徴用賠償金の代位弁済、早くも「供託」手続きへと進むも、裁判所により「不受理」という話

徴用訴訟賠償の代位弁済ですが、最高裁判決が確定した対象者15人中11人は既に政府案による第3者弁済を受け入れています。
残り4人中1人は明確に「拒否」の意思を示し、残り3人はよく分かりません。意思表示をしていない人も居るようです。
これらの人たちに対して韓国政府は賠償金に対する供託手続きを開始すると明らかにしました。
代位弁済の受給申請が始まったのが今年の4月ですから、まだ3ヵ月くらいです。正直、思ったより早く手放したな、という気がします。なんというか...言い方悪いですけど「放り投げた」とでも言いましょうか、そんな風に思えてしまいました。せめて1年くらいは「説得」のポーズを取るかと思っていたんですけどね。

しかし、韓国外交部が光州地裁に提出した供託手続き開始書類について、明確に「拒否」の意思を示していた1人について供託担当の職員が「不受理」とし、もう1人についても「書類不備」で取り下げられたそうです。

 



朝鮮Bizの記事からです。

光州地裁、徴用賠償金供託1件を不受理...外交部「異議申し立てに着手」


(前略)

外交部は「昨日(3日)、政府は強制徴用被害者のうち、すでに政府から返済金を受け取った11人との公平性などを考慮し、まだ返済に応じていない4人に対する供託手続きを開始した」とし「しかし、光州地方裁判所所属の供託公務員が、そのうちの1件の供託に対して『不受理決定』を下した」と明らかにした。供託とは、法令によって金銭などを供託所(銀行または倉庫業者)に預けることを意味する。

光州地方裁判所供託官はヤン・クムドクさんに対する供託は「不受理」し、イ・チュンシクさんに対する供託は「取り下げ」た。光州地裁はヤンさんが「返済を許さない」という書類を裁判所に提出し、供託拒否意思を明確に明らかにして不受理決定し、イさんの場合は供託書類が不備だという理由で差し戻したことが分かった。

外交部は立場文を出し「強い遺憾の意を表明する」とし「政府は(供託に対して)すでに綿密な法的検討を経たことがあり、不受理決定は法理上承服しがたい」と述べた。それと共に「直ちに意義手続きに着手し、裁判所の正しい判断を求める」と付け加えた。
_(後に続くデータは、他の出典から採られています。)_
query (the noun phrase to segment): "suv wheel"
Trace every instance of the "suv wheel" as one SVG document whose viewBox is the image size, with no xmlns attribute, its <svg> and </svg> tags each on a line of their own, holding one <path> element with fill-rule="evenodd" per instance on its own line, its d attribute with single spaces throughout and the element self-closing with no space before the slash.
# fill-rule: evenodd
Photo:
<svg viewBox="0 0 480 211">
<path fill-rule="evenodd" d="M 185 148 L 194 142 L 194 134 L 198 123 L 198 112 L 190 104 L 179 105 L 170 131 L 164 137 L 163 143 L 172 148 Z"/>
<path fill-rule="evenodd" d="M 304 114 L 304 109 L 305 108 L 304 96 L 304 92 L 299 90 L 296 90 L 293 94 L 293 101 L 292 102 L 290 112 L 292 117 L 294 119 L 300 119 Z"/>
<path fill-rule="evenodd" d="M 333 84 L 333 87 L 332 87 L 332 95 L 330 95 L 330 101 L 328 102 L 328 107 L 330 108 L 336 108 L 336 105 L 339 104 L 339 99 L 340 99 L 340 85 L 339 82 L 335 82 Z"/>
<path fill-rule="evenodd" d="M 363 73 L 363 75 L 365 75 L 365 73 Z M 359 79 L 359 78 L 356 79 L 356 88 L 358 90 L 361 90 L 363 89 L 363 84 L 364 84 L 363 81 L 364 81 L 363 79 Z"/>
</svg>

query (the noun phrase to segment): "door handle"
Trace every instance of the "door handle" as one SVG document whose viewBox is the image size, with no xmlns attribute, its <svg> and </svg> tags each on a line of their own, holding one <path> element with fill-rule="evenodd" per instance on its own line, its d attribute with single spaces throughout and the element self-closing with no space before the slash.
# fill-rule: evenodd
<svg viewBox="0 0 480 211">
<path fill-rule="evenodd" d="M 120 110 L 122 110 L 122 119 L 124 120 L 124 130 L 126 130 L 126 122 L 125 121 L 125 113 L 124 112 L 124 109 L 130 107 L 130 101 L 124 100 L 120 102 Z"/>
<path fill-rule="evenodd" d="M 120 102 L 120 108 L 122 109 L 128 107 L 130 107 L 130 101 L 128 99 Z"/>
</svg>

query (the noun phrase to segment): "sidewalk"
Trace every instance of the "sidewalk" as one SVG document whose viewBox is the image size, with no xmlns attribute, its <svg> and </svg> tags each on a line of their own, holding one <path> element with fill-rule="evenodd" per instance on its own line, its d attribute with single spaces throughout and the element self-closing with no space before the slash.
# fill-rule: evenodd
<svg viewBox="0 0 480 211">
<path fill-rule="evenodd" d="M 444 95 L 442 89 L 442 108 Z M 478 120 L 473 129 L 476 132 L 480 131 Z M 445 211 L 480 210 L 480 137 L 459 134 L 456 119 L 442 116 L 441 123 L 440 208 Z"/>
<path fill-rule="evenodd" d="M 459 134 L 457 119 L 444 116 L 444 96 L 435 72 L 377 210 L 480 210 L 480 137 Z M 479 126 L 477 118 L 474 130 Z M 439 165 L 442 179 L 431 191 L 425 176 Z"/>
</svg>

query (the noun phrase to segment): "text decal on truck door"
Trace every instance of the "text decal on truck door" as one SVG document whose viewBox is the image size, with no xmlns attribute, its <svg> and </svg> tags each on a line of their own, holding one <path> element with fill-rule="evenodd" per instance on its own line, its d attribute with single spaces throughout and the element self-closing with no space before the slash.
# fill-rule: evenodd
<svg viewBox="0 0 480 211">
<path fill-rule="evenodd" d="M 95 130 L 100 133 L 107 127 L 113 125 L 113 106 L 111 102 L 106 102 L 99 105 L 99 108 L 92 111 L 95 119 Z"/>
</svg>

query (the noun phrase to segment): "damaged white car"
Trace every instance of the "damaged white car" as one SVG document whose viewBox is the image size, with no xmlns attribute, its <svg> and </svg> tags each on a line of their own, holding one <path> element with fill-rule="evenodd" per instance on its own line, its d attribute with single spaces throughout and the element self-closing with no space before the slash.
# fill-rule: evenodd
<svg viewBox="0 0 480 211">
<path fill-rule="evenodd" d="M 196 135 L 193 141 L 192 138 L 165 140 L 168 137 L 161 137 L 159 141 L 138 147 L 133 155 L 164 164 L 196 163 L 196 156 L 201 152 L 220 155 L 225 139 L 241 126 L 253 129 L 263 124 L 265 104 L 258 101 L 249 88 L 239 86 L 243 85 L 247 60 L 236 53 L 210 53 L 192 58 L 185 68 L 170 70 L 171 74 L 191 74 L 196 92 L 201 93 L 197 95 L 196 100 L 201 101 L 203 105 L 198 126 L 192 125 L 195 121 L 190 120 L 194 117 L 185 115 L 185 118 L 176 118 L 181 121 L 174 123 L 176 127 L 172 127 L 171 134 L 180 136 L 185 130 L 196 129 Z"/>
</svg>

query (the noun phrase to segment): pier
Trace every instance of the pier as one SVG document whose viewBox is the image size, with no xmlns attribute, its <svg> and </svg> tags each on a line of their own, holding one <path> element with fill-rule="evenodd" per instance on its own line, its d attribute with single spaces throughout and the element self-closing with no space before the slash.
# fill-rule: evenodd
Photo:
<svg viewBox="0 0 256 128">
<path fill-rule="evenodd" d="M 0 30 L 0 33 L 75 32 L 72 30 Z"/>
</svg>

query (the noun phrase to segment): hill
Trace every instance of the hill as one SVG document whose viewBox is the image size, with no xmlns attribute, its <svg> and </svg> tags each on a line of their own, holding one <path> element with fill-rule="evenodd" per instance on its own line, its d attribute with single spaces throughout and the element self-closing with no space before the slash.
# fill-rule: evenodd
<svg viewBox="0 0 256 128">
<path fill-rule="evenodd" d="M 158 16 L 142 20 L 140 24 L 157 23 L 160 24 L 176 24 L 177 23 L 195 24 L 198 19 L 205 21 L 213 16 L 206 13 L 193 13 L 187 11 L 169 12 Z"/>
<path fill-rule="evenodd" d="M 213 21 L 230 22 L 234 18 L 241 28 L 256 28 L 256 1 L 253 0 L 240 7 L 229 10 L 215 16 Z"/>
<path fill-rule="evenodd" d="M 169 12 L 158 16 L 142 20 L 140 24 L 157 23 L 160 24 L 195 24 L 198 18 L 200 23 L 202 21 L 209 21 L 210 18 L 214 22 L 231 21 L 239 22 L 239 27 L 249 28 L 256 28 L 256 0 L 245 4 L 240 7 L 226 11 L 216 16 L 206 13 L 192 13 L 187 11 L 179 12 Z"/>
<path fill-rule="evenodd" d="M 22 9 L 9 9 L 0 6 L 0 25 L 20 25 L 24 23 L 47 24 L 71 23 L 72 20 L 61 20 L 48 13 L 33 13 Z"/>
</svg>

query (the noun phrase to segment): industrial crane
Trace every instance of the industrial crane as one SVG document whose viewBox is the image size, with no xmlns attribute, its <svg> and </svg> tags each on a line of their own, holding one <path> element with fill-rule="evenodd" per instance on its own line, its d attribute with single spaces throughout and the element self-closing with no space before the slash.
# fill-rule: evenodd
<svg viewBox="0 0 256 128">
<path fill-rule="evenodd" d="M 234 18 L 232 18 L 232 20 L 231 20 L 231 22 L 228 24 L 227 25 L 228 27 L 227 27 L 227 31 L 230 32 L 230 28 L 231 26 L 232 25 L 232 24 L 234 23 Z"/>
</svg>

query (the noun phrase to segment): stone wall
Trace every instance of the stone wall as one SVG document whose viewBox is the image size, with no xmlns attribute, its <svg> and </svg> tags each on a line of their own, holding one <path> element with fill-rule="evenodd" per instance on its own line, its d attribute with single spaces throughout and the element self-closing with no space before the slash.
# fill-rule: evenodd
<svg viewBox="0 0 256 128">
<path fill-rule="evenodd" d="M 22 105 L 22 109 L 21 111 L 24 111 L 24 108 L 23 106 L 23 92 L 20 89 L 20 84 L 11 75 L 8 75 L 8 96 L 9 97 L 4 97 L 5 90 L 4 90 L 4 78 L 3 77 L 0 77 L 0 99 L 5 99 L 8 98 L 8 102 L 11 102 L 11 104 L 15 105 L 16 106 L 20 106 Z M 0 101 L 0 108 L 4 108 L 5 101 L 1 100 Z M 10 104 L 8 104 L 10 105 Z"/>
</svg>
また「供託公務員が形式上の要件を完全に備えた供託申請に対して『第3者返済に対する法理』を提示し不受理決定をしたことは供託公務員の権限範囲外であり憲法上保障された『裁判官から裁判を受ける権利』を侵害すること」とし「類例のないこと」と強調した。供託制度は「供託公務員の形式的審査権、供託事務の機械的処理、形式的な処理を前提に運営されるということが確立された最高裁判例」と説明した。

(後略)



朝鮮Biz「광주지법, 징용배상금 공탁 1건 불수리… 외교부 “이의 절차 착수”(光州地裁、徴用賠償金供託1件を不受理...外交部「異議申し立てに着手」)」より一部抜粋

代位弁済案を推し進める過程で、韓国政府も外交部も「法律検討の結果、第三者の財団が判決金を支給する案が可能」という説明を何度も行っていました。しかし、韓国法曹界では「前例がなく、類似判例も無い」ということで解釈が割れているようです。

別ソースになりますが、聯合ニュースが割とこの辺りを詳報していて、争点は民法第496条1項で「債務の弁済は第三者でも行うことが出来る」とした上て、「債務の性質又は当事者の意思表示で第三者の弁済を許可しないときはこの限りではない」としている部分です。
今回、裁判所が「不受理」とした人は明確に拒否の意思を明らかにしていますので、この部分に引っかかるわけです。

他にも「法律上の利害関係」という視点があります。今回、代位弁済を行う主体である財団は日本企業と「法律上の利害関係がある」と見なせません。もし、利害関係があるなら財団はこの問題を放置しておくと自身 にも法律上の問題があるので代わりに返済が可能と解釈できるのですが、そうではないので供託は出来ないということです。
仮に日本企業が財団に債務を「譲渡」すれば代位弁済は有効なので供託も可能となりますが、そのためには日本企業が弁済責任自体を認めることになるため可能性としては低い、との指摘もあります。

一方で、債務者が反対しなければ第三者は利害関係が無くても代位弁済が可能、という主張もあります。今回の場合、債務者である日本企業に明確に認識できる反対意思が無いため、財団による代位弁済は有効であり、そのため供託も有効という意味です。

いずれにせよ、もう完全に国内問題ですから「勝手に」やっていただきたい。